Imagine a two-class problem represented by 100 training objects in a 100-dimensional feature (vector) space. If the objects are in general position (not by accident in a low-dimensional subspace) then they still fit perfectly in a 99-dimensional subspace. This is a ‘plane’, formally a hyperplane, in the 100-dimensional feature space. We will argue that this hyperplane can be easily transformed into a linear decision function that perfectly separates the classes A and B.
Consider a minor rotation of the plane. This can be done such that a particular training object of the class A is not anymore in the plane but lies outside it, on the A-side. For each of the other 99 objects, either belonging to class A or B, a similar rotation (or a small translation) can be found as there are sufficient degrees of freedom to realize this. Consequently, the set of 100 objects is linearly separable.

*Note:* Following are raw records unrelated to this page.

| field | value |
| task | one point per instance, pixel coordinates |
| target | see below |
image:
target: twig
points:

So any set of two-class objects in general position with a size equal or less than the dimensionality of its feature space is linearly separable. This is independent of the way they are labeled. Will this plane be a good classifier? It can always be constructed, even if the objects are labeled at random. Thereby, there is no reason why it should generalize and be able to predict the labels of new incoming objects. Consequently, feature spaces of a dimensionality larger than the size of the training set should be avoided. Classifiers built in such space are not expected to generalize.
A great paper by Cover
The above is an intuitive reasoning which is much better mathematically formulated in a great paper by Cover. For the starting student it is a pleasure to read. It is also very inspiring for the further study of the field. It shows that if the sample_size is smaller than the dimension all possible labelings in a two-class problem are linearly separable. If the sample_size is at most twice the dimensionality then still 50% of the possible labelings are linearly separable; see the below figure for the complete curves.

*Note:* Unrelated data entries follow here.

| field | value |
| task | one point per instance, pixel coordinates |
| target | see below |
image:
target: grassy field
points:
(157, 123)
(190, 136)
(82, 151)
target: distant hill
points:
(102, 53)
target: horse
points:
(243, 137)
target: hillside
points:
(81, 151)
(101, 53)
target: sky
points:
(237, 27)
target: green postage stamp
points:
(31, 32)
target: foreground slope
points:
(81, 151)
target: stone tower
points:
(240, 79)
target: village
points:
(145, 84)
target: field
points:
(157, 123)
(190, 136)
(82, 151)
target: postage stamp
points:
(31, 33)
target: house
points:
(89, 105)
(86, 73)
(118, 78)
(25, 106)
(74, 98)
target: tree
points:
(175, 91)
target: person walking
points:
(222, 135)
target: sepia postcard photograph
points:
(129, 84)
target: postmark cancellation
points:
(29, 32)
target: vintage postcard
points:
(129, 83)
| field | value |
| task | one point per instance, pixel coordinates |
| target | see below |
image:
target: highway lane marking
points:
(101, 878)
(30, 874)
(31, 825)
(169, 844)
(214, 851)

Cover even generalized this from linear to polynomial classifiers. This plot gave rise to the rule of thumb to reduce the number of features to at most half of the sample size before computing a classifier. This has been in use for many years in the field of pattern recognition.
There is something wrong
I have told the above story during 25 years to hundreds of students to support the statement that high-dimensional spaces, where high is meant relative to the sample size, should be avoided. After some point more feature are useless, or even worse, counterproductive. Nobody has ever complained.There is some convincing beauty in the mathematics, one can say 😉
The statement however is wrong, so I stopped sharing this explanation.
There is nothing wrong with the curves and the mathematics they describe. What is wrong is the interpretation for pattern recognition. This became clear when more and more classifiers were proposed that gave good results in various applications for situations that did not obey this rule. Examples are neural network classifiers and support vector machines.

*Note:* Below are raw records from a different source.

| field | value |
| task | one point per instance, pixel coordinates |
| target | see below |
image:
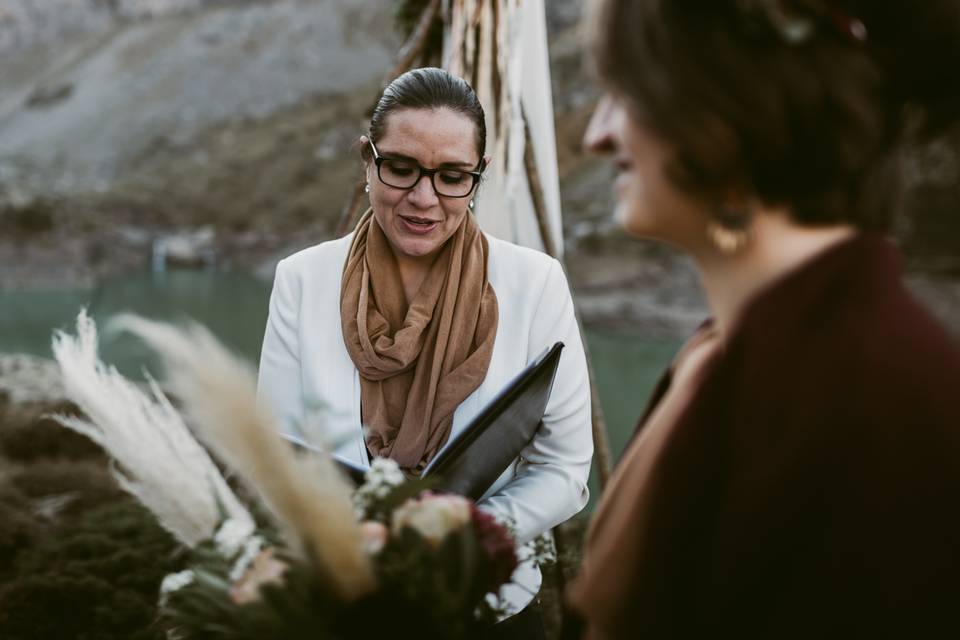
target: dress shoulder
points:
(323, 255)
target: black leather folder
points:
(470, 462)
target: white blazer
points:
(305, 369)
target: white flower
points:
(232, 535)
(384, 474)
(374, 536)
(433, 516)
(541, 551)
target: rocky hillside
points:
(124, 121)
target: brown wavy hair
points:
(813, 122)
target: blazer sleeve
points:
(279, 378)
(550, 483)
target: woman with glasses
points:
(797, 472)
(411, 324)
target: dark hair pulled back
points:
(428, 88)
(811, 119)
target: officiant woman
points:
(797, 471)
(412, 323)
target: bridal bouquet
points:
(282, 546)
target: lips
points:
(417, 225)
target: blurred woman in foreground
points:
(798, 469)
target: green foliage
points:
(89, 570)
(34, 436)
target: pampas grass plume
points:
(158, 460)
(308, 494)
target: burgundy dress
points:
(799, 479)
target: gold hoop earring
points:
(728, 241)
(730, 230)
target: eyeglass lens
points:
(402, 174)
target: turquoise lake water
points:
(234, 306)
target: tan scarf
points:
(416, 364)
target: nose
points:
(422, 195)
(599, 138)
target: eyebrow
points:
(443, 165)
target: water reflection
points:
(234, 306)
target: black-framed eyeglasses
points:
(405, 174)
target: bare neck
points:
(778, 246)
(413, 271)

Why is Cover’s reasoning not applicable to almost any pattern recognition application?
It is true that the dimensionality problems exist, but problems as indicated above do not raise in practice as severe as shown and certainly not for an arbitrary classifier. The point is that in real world pattern recognition problems the object labeling is not random but usually makes sense. The selection of the problem and its representation are based on human prior knowledge by which almost all bad labelings are ruled out. Moreover, almost always the compactness demand naturally holds: similar objects tend to belong to the same class and tend to be represented nearby in the representation. Configurations which may be resulting from random labelings are in practice very improbable.
The Vapnik-Chervonenkis complexity
Cover’s reasoning is a special case of the complexity study as performed by Vapnik. It is beautiful and a tempting challenge to understand. It results in the Vapnik-Chervonenkis (VC) dimension, a measure for classifier complexity. This yields bounds for the classification error as a function of the sample size. These bounds are however very pessimistic: huge sample size are necessary to guarantee (in probability) some performance.
The problem with this theory is the same as with the Cover’s study. It is based on the assumption that all possible labelings are equally probable. This does not hold in practice at all and it becomes even more unlikely for large sample sizes. Beautiful theories, mathematically elegant, but almost of no use to pattern recognition.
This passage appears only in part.